Juste à côté, si l’on considère que les chatrooms sont autant de chambres par la porte desquelles on peut passer la tête, Joschat50, qui affiche 40 ans mais a, de fait, l’air d’en avoir cinquante, indique dans sa headline qu’elle est au travail. On la croit volontiers, car elle a l’air enfermée dans un cubicule blanchâtre. Que fait-elle ? On ne le saura jamais. Elle aussi a son micro branché. Elle est totalement habillée, et même un peu emmitouflée. C’est le début de l’automne, normal, on ne met le chauffage qu’à la mi-octobre. Une femme connectée cherche une partenaire occasionnelle réelle. Des hommes demandent si Joschat50 aime le SM, si elle pisse et ce genre de choses. Du coup, décidée à se montrer, semble-t-il, Joschat50 se déplace (on ne voit plus rien) puis on la retrouve dans des toilettes, et sur la porte ouverte on voit le picto des chiottes pour hommes. A cette heure-là, il ne doit plus y avoir personne qu’elle dans les bureaux de l’entreprise.
Mais soudain, on entend une autre voix féminine, tandis que l’image se fige.
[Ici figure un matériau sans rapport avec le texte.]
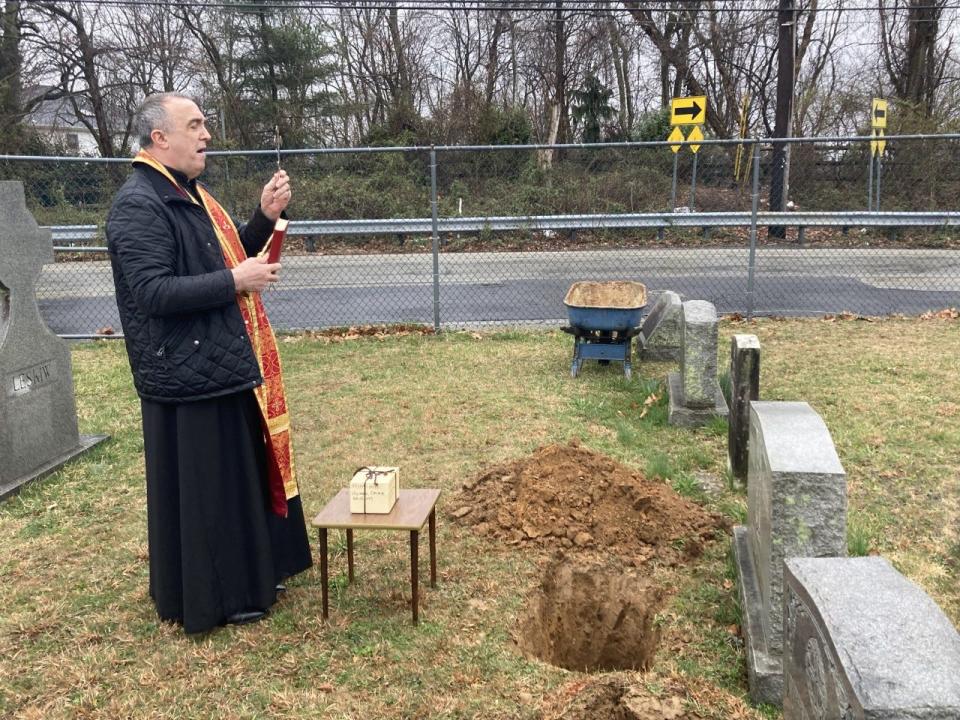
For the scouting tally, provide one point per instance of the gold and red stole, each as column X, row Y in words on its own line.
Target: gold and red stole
column 271, row 397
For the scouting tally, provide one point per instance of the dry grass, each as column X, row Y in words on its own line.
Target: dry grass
column 79, row 637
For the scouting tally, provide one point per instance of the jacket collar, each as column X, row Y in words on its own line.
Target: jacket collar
column 163, row 179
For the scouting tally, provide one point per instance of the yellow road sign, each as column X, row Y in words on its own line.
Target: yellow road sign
column 879, row 145
column 688, row 111
column 676, row 137
column 878, row 114
column 695, row 134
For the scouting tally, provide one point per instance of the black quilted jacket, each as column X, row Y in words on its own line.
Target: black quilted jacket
column 185, row 336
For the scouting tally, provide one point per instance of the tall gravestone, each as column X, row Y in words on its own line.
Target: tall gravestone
column 38, row 417
column 660, row 333
column 796, row 507
column 861, row 641
column 695, row 395
column 744, row 387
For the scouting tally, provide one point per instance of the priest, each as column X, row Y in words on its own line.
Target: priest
column 225, row 523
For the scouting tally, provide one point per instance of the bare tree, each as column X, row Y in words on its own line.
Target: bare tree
column 913, row 50
column 92, row 76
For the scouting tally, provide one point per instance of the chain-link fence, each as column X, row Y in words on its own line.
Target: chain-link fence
column 455, row 236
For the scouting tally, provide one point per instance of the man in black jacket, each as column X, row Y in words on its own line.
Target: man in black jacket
column 224, row 519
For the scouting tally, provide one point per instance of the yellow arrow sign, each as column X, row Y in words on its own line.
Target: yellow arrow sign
column 676, row 137
column 695, row 134
column 879, row 145
column 878, row 114
column 688, row 111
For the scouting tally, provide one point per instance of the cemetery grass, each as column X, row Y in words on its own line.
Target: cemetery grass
column 79, row 636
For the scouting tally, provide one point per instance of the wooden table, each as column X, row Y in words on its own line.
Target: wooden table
column 412, row 510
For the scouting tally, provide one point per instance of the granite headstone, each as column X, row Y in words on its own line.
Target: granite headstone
column 659, row 337
column 695, row 395
column 796, row 507
column 744, row 387
column 38, row 417
column 862, row 641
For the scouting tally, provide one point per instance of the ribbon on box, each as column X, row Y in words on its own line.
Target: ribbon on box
column 371, row 474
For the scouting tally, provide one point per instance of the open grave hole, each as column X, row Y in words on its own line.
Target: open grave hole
column 587, row 617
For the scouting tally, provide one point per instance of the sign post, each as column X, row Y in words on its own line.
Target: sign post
column 686, row 111
column 878, row 123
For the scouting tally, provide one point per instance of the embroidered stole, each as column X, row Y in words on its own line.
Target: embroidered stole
column 271, row 396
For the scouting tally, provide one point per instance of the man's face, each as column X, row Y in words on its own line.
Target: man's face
column 183, row 145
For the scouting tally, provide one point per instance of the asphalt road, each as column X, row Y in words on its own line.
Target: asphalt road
column 484, row 288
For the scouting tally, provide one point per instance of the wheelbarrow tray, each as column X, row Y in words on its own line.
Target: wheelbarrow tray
column 615, row 305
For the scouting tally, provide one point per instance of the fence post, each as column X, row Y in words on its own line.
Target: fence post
column 436, row 240
column 693, row 184
column 879, row 176
column 754, row 204
column 673, row 191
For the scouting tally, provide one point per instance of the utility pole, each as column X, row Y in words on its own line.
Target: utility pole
column 780, row 162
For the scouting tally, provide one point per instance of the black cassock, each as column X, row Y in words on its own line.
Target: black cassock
column 215, row 546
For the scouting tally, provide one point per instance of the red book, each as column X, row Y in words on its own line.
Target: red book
column 275, row 243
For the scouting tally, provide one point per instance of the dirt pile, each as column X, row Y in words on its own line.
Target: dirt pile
column 566, row 496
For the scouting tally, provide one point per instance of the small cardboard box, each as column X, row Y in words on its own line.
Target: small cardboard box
column 374, row 489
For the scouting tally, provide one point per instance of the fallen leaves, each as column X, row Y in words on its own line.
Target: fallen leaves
column 945, row 314
column 651, row 400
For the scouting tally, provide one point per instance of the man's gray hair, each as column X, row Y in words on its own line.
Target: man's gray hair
column 152, row 115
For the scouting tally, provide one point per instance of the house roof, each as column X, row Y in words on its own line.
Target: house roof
column 55, row 113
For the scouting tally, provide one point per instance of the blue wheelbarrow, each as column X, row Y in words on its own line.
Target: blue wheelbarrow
column 604, row 318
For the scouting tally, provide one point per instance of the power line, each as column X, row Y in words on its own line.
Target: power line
column 484, row 6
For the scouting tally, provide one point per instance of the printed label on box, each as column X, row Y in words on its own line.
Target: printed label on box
column 374, row 489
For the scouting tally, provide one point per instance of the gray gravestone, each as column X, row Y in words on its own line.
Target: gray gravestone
column 744, row 387
column 660, row 334
column 38, row 417
column 862, row 641
column 695, row 395
column 796, row 507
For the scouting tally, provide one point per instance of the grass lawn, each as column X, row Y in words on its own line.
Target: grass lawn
column 79, row 636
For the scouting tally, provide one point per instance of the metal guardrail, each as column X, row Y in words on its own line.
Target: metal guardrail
column 412, row 226
column 658, row 221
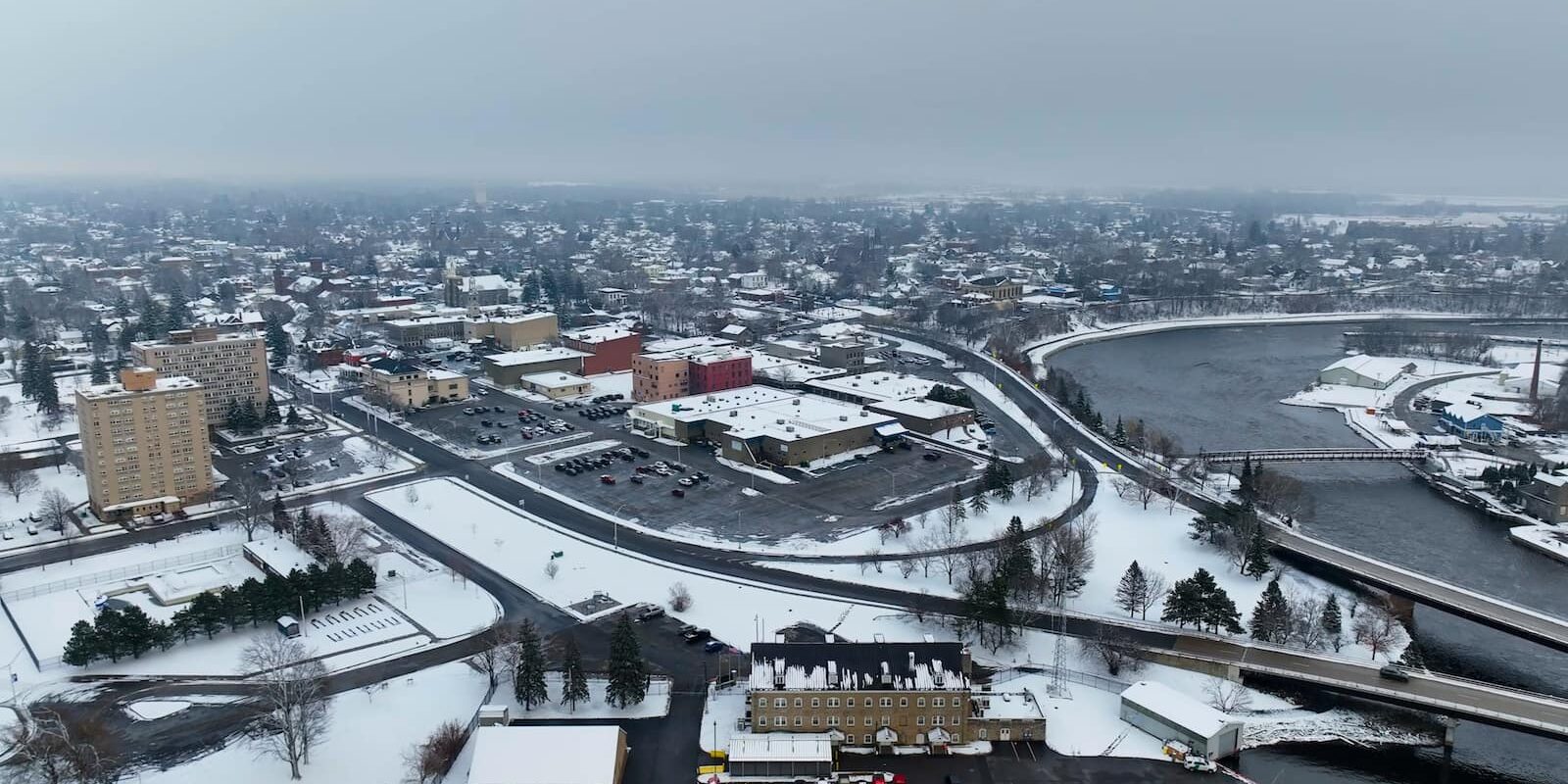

L’autre voix dit que l’ennui c’est qu’elle reçoit les contrats très irrégulièrement, tu vois ce mois-ci, j’ai pas reçu alors comment je fais sans contrat de travail. On sent une vraie lassitude dans la voix. La plainte continue comme ça une ou deux minutes. Joschat50 répond par monosyllabes à l’autre voix. Elle n’a pas l’air d’avoir de solution à proposer.
Pendant ce temps, le chat porno continue, mais Joschat50 finit par écrire qu’elle est au téléphone, s’excuse. Puis elle dit qu’elle doit partir. Pendant un moment, son doigt apparaît au premier plan de l’image saccadée, elle est en train de couper la connection.